Plaintiff De Novio also lost cash in the amount of $900 and coins of approximately $110. I excluded on the trial proof of the loss of checks allegedly totaling $150. I award him $1,010 for the cash and coins with interest.

Plaintiff De Novio testified that he lost a set of golf clubs, golf bag and shoes for which he paid $150. He lost a bowling *71ball for which he paid $25 and bowling shoes for which he paid $11. These items of personal property fall within the principle of Lobell v. Paleg (154 N. Y. S. 2d 709, supra) and their value to the owner is the price paid for them. He is awarded $186 for these items with interest.

Defendants contend that plaintiffs, particularly plaintiff De Novio failed to mitigate damages. Their proof as to this was testimony of the executive officer of the Schenectady County Alcoholic Beverage Control Board, to the effect that on-premises liquor licenses could be transferred. In their brief they argue that De Novio should have shown that he had made an attempt to procure a new location. Both parties cite Consolidated Box Co. v. Penn (15 Misc 2d 705, 708) with respect to mitigation of damages. The rule is there stated as follows:

1 ‘ Failure of an injured party to make a reasonable effort to minimize damages resulting from negligence does not bar recovery entirely but merely prevents recovery of such damage as might have been avoided by reasonable effort on his part. * * *

In this connection it should be noted, that the extent of the injured party’s duty is that he take reasonable means to mitigate the damage. He is under no obligation to take extraordinary or costly measures, or measures the efficiency of which is doubtful. * * *

“ Finally, in order to prevent a recovery of the full consequential damages, on the ground that the injured party willfully or negligently failed to minimize the damages, the burden is on the wrongdoer to prove the willful or negligent failure to mitigate damages. It is also incumbent on the wrongdoer to show that the damages would in fact have been diminished if certain measures had been taken * *

De Novio had no obligation to seek another location for his restaurant. The success of a restaurant is a combination of circumstances including its location, the business acumen of the owner, the personnel employed, etc. Had he sought another location and found one, it would have taken several years to open it. Such an effort on De Novio’s part falls into the extraordinary measures above mentioned, the efficacy of which in mitigating damages is doubtful. In any event, defendants could have asked plaintiff what he did along these lines but they failed to do so. Defendants thus did not establish that there was a willful or negligent failure to mitigate damages and failed to show that had he found another location, he would have earned profits in that location which the proven records, including *72income tax returns, showed he had earned in the destroyed location. For all these reasons, I reject the claim that there should have been mitigation of damages.
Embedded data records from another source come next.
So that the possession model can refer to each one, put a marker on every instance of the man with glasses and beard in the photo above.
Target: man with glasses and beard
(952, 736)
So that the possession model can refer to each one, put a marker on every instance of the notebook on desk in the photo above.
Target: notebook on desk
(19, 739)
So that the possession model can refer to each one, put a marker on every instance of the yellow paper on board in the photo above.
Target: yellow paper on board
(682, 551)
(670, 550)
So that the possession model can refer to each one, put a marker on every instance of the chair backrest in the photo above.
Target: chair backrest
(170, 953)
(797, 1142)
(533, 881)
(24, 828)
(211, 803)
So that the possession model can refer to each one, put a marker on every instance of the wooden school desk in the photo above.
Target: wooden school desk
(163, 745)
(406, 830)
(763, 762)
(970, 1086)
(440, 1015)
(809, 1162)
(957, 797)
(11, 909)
Interest shall be awarded with respect to each item of damages at the rate of 6%. By chapter 349 of the Laws of 1968, section 5-501 of the General Obligations Law was amended to provide that the legal rate of interest shall be ‘ the rate prescribed by the banking board * * * or if no rate has been so prescribed, six percentum per annum”. Such rate is payable upon the loan or forbearance of any money, goods, or things in action ’ ’. The Banking Board did establish a higher rate of interest in the amount of 7.25% but its rule (3 NYCRR 34.1, 34.7) provided that the maximum rate of interest to be charged * * * upon a loan or forbearance * * * made on or after July 1, 1968 * * * shall be 7.25 percent per annum ” and (§ 34.7) “ This regulation shall apply only to a loan or forbearance made on or after July 1, 1968, and on or before September 1, 1971.” The damages here incurred were not a “ loan or forbearance ” and were not made on or after July 1, 1968 ”. The damages occurred on February 14, 1964 and are merely being awarded by this decision.